Summary
holding that a question of sufficiency of the evidence did not affect the public interest
Summary of this case from Widdison v. StateOpinion
No. 20140543–CA.
10-02-2014
Monica Maio and William Russell, for Appellant. Sean D. Reyes and Marian Decker, for Appellee.
Monica Maio and William Russell, for Appellant.
Sean D. Reyes and Marian Decker, for Appellee.
Before Judges J. FREDERIC VOROS JR., STEPHEN L. ROTH, and JOHN A. PEARCE. Judge STEPHEN L. ROTH concurs in the result.
Decision
PER CURIAM:
¶ 1 F.S.B., a minor, appeals from the juvenile court's order denying his motion to quash a contempt warrant. However, that order also dismissed the contempt charge and terminated the juvenile court's jurisdiction. This matter is before the court on its own motion for summary disposition on the basis that the issues raised in the appeal are moot.
¶ 2 On appeal, F.S.B. asserts that the juvenile court erred in denying his motion to quash because “the arrest warrant and supporting affidavit contained only broad and vague assertions and lacked sufficient facts to support a probable cause determination that F.S.B. had violated a court order.” F.S.B. acknowledges that this issue is technically moot because the contempt charge was dismissed. See Barnett v. Adams, 2012 UT App 6, ¶ 4, 273 P.3d 378 (stating that a case is moot if judicial relief cannot affect the rights of the litigants). However, F.S.B. argues that we should resolve the issue presented because it falls within the public interest exception to the mootness doctrine. The public interest exception “arises when the case (1) presents an issue that affects the public interest, (2) is likely to recur, and (3) because of the brief time that any one litigant is affected, is capable of evading review.”Id. ¶ 10 (citation and internal quotation marks omitted). F.S.B. fails to meet his burden in demonstrating that the public interest exception applies to the facts of this case.

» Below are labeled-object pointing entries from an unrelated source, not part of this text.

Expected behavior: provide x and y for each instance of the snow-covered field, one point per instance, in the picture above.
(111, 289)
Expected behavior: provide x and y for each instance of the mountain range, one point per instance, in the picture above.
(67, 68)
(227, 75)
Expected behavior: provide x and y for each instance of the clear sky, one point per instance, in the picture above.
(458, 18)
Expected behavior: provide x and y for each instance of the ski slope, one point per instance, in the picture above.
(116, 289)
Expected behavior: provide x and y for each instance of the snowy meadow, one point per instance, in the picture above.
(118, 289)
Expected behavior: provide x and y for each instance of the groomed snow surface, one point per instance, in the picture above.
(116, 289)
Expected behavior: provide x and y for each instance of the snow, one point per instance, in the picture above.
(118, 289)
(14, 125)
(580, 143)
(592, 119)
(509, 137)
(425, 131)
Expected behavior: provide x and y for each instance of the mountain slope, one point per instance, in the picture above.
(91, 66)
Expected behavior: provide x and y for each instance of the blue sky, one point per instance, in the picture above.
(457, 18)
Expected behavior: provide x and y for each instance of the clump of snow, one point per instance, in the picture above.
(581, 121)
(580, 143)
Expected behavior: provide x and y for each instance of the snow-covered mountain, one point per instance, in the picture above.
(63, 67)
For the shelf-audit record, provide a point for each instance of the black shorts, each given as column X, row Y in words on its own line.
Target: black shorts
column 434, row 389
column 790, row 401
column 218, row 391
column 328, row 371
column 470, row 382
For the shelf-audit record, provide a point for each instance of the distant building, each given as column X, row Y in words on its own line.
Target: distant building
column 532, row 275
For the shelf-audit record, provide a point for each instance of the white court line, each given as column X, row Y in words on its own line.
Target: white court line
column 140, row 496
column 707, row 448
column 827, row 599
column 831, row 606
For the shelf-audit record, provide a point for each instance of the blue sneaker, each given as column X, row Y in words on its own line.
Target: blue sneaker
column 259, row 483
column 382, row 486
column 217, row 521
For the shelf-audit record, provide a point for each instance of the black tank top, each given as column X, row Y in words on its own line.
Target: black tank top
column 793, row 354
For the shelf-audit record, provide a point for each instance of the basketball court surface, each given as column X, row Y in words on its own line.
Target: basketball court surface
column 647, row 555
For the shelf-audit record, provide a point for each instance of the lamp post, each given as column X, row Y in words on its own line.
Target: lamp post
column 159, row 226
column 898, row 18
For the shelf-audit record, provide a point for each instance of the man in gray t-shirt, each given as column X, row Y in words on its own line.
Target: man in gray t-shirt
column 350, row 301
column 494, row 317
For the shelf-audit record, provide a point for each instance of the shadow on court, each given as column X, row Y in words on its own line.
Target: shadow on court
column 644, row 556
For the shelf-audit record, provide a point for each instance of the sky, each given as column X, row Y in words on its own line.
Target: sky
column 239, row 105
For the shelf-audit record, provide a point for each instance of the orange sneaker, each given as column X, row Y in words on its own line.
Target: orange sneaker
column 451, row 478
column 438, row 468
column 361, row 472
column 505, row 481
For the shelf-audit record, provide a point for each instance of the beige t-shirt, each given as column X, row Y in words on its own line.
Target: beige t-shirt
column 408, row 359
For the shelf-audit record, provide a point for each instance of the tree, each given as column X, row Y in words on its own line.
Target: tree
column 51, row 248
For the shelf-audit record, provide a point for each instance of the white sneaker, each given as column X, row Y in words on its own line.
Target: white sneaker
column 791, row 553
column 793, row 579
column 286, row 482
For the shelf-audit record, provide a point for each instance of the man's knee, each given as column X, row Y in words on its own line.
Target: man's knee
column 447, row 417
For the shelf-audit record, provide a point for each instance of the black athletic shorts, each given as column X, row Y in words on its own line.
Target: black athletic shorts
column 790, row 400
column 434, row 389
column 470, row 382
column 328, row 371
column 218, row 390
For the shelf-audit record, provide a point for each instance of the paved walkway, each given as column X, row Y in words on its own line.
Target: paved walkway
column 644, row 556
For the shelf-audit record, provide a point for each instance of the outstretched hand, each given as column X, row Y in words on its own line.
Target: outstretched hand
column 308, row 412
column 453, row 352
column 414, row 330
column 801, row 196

¶ 3 F.S.B. claims that under the particular facts of this case, there was insufficient evidence to support the issuance of a contempt warrant. Such inherently factual questions generally do not lend themselves to the application of the public interest exception. See Mortenson v. Turley, 2009 UT App 67, para. 5 n. 3, 2009 WL 638262 (noting that the public interest exception did not apply to a party's mooted appeal of the juvenile court's dismissal of a child protective order petition because the “factual determination” underlying the denial of the petition did not “fall[ ] within the exception to the mootness doctrine”). Issues that involve numerous facts and contingencies are unlikely to recur. Here, F.S.B. has failed to demonstrate that the factual scenario that led to the issuance of the contempt warrant is likely to recur. Further, F.S.B. has failed to adequately demonstrate why such a claim is capable of evading review. Accordingly, the issue raised in this case does not fall within the public interest exception to the mootness doctrine.
¶ 4 The appeal is dismissed as moot.